Ken Wilber – Verschenen in InZicht nr 4, 2018 – Leestijd is ca. 7 minuten
Voor alle spirituele systemen geldt dat ze op belangrijke punten in overeenstemming moeten worden gebracht met de moderne en postmoderne wereld om te kunnen overleven. Het alternatief is dat ze steeds meer verworden tot een domein waar alleen de kinderlijken van geest zich nog thuis voelen.

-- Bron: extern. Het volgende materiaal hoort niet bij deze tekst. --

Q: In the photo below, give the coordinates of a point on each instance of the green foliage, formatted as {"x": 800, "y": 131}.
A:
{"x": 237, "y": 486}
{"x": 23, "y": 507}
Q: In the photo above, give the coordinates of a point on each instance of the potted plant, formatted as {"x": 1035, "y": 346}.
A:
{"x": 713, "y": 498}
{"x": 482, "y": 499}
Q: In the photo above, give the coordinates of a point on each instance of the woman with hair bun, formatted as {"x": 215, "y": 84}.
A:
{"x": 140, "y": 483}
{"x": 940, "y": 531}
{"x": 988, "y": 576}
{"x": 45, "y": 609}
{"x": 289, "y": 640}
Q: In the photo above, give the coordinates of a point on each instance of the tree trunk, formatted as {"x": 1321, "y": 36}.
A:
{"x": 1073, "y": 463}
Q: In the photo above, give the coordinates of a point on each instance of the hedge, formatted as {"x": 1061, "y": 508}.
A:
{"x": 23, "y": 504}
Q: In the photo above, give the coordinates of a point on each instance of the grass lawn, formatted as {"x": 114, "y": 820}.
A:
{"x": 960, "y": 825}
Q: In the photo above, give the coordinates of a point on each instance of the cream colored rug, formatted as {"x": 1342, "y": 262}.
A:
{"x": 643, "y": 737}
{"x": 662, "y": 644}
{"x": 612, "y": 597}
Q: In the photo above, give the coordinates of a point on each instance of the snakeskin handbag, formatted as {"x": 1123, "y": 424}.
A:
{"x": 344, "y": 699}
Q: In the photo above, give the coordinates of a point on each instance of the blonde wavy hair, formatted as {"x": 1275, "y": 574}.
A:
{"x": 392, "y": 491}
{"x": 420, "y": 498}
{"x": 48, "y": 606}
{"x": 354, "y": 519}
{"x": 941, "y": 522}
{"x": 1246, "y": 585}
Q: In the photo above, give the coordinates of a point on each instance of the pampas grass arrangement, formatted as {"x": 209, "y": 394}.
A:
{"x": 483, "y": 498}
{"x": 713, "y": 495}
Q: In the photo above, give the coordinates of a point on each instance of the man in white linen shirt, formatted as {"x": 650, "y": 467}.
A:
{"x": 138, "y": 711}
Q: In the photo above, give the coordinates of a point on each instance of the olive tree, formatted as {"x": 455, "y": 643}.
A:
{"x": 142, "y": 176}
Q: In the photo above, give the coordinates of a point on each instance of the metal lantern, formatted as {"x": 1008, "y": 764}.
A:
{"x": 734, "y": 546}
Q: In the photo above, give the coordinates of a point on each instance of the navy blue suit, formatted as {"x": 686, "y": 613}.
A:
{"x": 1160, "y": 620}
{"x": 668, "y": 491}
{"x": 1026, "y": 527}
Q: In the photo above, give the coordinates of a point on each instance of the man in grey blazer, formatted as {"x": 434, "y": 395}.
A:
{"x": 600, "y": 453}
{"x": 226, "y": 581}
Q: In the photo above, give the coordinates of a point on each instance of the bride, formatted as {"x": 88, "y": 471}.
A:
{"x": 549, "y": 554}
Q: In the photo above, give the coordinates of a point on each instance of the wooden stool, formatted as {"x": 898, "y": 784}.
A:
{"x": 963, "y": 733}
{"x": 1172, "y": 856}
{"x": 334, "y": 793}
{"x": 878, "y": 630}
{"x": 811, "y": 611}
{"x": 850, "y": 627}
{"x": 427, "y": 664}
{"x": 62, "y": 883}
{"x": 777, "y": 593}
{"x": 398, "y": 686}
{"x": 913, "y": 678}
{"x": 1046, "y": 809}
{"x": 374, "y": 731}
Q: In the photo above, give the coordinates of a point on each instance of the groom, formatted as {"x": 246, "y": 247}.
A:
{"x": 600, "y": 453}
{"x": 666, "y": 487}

Nú is het moment voor de grote wereldreligies om serieus werk te maken van een update van hun fundamentele dogma’s, dharma’s en evangeliën, waar ze geen van alle in de afgelopen duizend jaar (of langer) nog belangrijke ideeën of praktijken aan hebben toegevoegd. Vrijwel zonder uitzondering zijn die leerstellingen tot stand gekomen in een tijd dat mannen en vrouwen letterlijk geloofden dat de aarde plat was, een tijd dat vrouwen en andere minderheden als tweederangsburgers werden beschouwd (als ze überhaupt als burgers werden beschouwd). De evolutieleer was nog niet ontwikkeld, net zomin als de meeste andere moderne wetenschappen (in die tijd zag men mystieke openbaringen nog als belangrijkste bron van kennis, wetenschappelijke experimenten speelden nog geen rol), en het was een tijd waarin nog niemand ooit had bedacht hoe multicultureel heel veel kennis in feite is.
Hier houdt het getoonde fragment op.